The Pasteurization of milk for consumption is of far greater importance for public health.

Statistics amply show how beneficial an influence Pasteurization has had with regard to lowering the percentage of infant mortality. Well substantiated data in support of this fact are to be found anywhere in literature.

There are numerous instances of the spread of typhoid fever and other contagious diseases whose germs may be transmitted through the consumption of non-Pasteurized milk. It is a fact that the majority of housekeepers seem to be unwilling to realize the great danger for the health of their families which may result from the consumption of raw bulk milk, even though experts seize every opportunity to sound a warning against it.

In connection with the above we must be aware of the fact that the greater part of Pasteurized milk sold to consumers is consumed as such. Most people have not the faintest notion that this milk, too, might be exposed to risks if not heated again before consumption.

Therefore, from the standpoint of public health, it must be considered of the highest importance that measures should be taken to give full guaranty to the consumers that the milk sold as Pasteurized has actually been submitted to operations that would render it perfect from an hygienic point of view.

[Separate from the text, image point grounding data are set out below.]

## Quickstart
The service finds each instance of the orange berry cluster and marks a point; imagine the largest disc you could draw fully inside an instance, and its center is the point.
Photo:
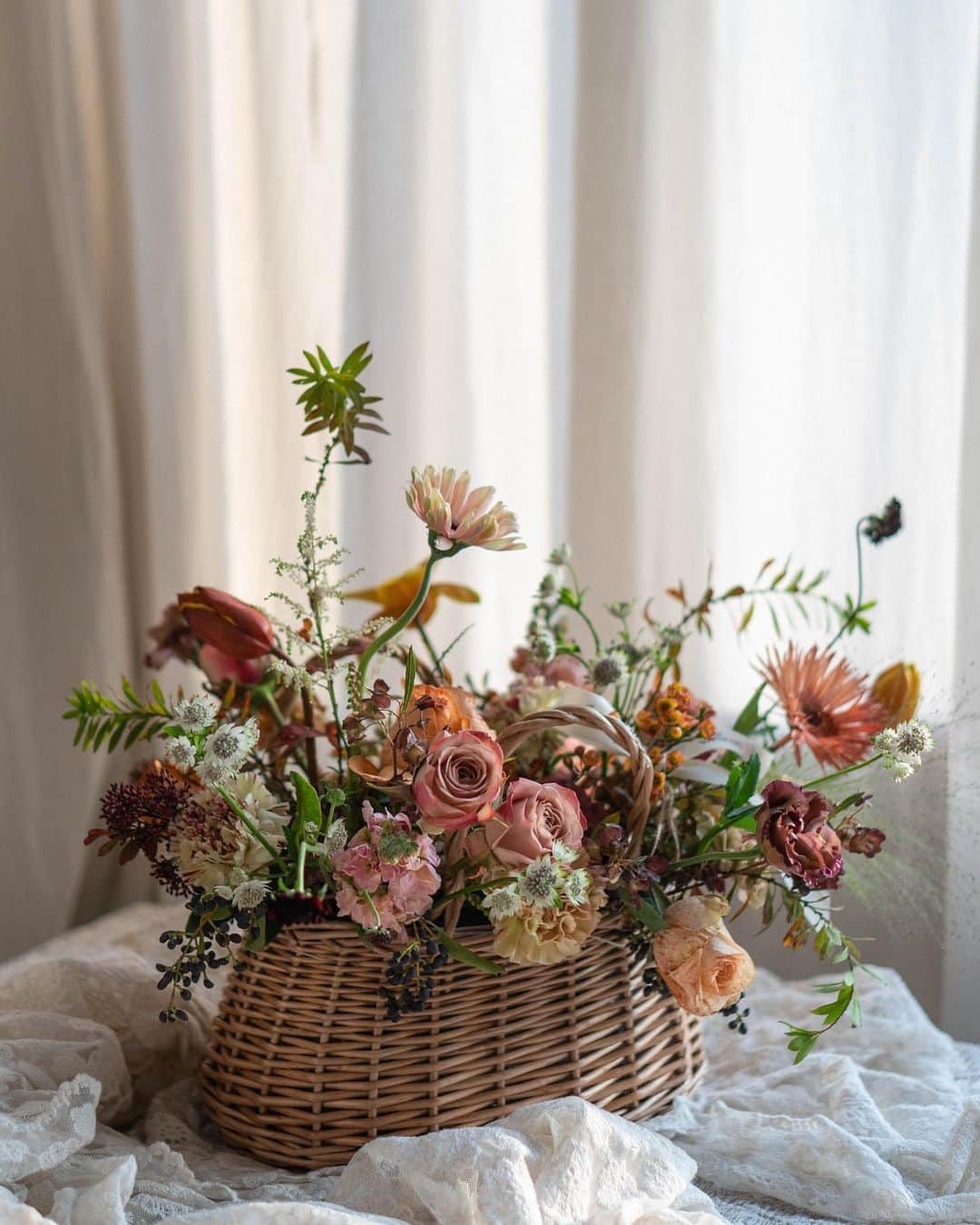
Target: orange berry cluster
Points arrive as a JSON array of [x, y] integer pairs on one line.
[[674, 713]]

In the designation “Pasteurized” the public reads a guaranty for the efficiency of the procedure to which the milk has been submitted; they repose a certain confidence in Pasteurized milk, as to its fitness for being consumed as delivered by the milk plants. Hence it is expedient, that the designation “ Pasteurized” should not be used indiscriminately for all milk that has been submitted to heating, but that this term should be exclusively reserved for heated milk that has been treated in such a way that it can not imperil the health of the consumer.

Pasteurized milk must be milk that has been heated in such a manner that it may be fairly taken for granted that it contains no living pathogenic germs. Measures must be taken that such milk, after heating, can not again be contaminated with deleterious organisms. After Pasteurization the milk must be refrigerated and kept at so low a temperature that the remaining spores can not develop.

A regulation by law of the sale of Pasteurized milk must enact. in the first place, the prohibition of selling milk by the name of Pasteurized milk, if the seller can not show a license from some competent authority. Such a license can be withdrawn at any time.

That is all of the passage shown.